Figure 8. Analysis of GFP+ organ of Corti supporting cells reveals distinct medial and lateral domains.

(a) Heatmap representing the k-means clustering for 52 FACS-enriched P1 GFP+ organ of Corti SCs (x axis) using the top 50 genes (y axis) identified by PCA. Gap statistics identified three sample groups (top, x-axis bars) and five gene groups (left, y-axis bars), which were labelled and colour-coded according to the expression of known markers within medial (Med) SC (teal) and lateral (Lat) SC (turquoise). Two Lat SC groups (i–ii) were identified based on varying expression of the same gene clusters. (b) Violin plots summarizing the distribution of expression of both known and novel genes across the two major k-groups (Med SC and Lat SC (i–ii)). (c,d) Antibody labelling of Cdh4 protein, showing specific expression within the cell membrane of cells within the medial domain. (e,f) Antibody (e) labelling and in situ hybridization with Myo7a antibody labelling overlay (f) of Mia1/Mia1, which shows expression within the medial sensory domain and surrounding non-sensory domains. (g,h) Sparcl1 also shows a distinct medial domain expression pattern. (i,j) Antibody labelling of Cntn1, which shows labelling in lateral domain SCs consistent with b, as well as in the spiral ganglion neurites (i, arrowhead indicating inner HC innervation), which by comparison with SCs, co-label with Tuj1 (j, arrowhead). Shown are orthogonal (c,e,g,i,f) and whole-mount (d,h,j) views. Scale bars, 10 μm (c–j).

Figure 9. Inter-organ comparisons of single cells reveal differences between complementary cell types.
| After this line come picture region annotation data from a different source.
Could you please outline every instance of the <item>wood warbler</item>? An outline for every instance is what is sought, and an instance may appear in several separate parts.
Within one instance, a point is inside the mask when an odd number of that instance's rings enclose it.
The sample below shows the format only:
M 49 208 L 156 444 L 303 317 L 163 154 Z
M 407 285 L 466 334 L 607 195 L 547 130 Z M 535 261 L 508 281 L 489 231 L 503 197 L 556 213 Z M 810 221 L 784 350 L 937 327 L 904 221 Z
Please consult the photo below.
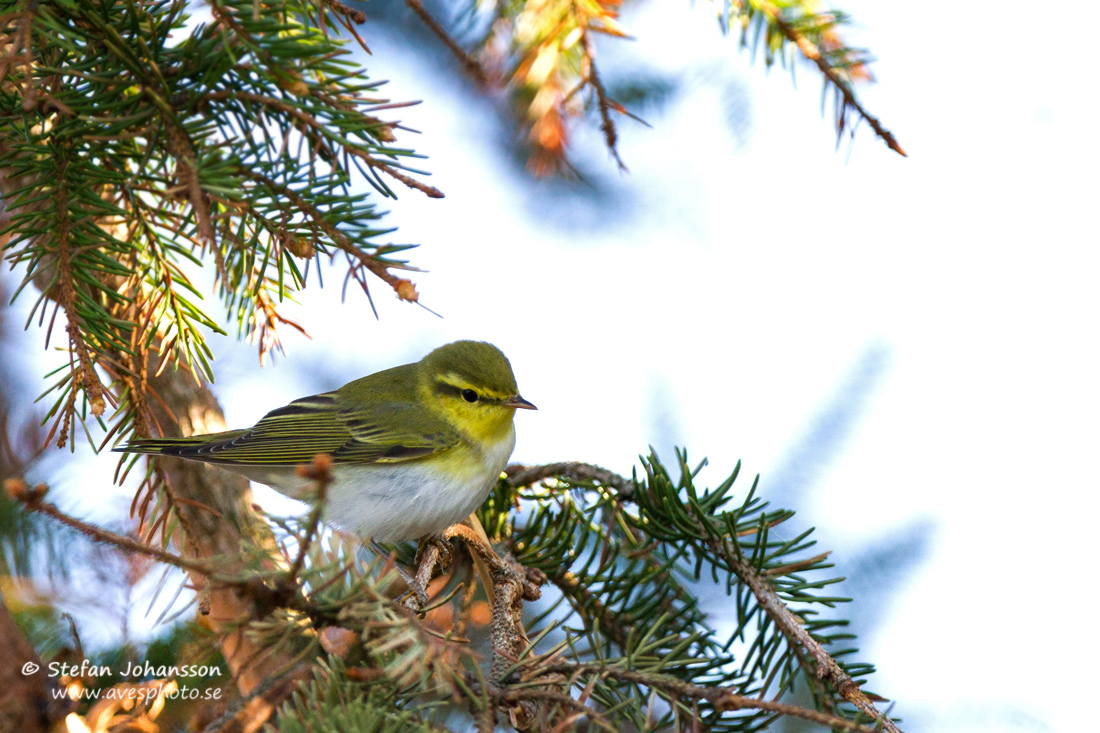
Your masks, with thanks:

(a) Three-dimensional PCA plot of utricular and cochlear cells (only differentiated, non-fate-transitioning utricular cells were included) onto PC1, PC2 and PC4. PC3 segregated similar cells as PC4, but to a lesser extent. See Supplementary Movie 1 for alternative angles of the three-dimensional plot. (b) Projections of cells onto each PC. HCs segregate from all other cells along PC1 while PC2 segregates utricular cells from cochlear cells. PC4 indicates that utricular SCs project closer to cochlear NSCs and SCs than to TECs. (c) Differential expression analysis across cell groups from each organ reveals genes that are shared or highly enriched within each organ. The Venn diagram shows genes that are expressed in >10 cells from one organ but no cells from the other (for all genes, FDR<0.05 and specificity score=1). See Methods for details on calculation of specificity score. The 71 shared genes were genes that failed to reach significance and found to be expressed in all cells from both organs. (d) Comparison of differential gene expression for cochlear (red) and utricular (yellow) HCs. Violin plots show highly specific genes enriched in each cell type (specificity score=1 for all genes).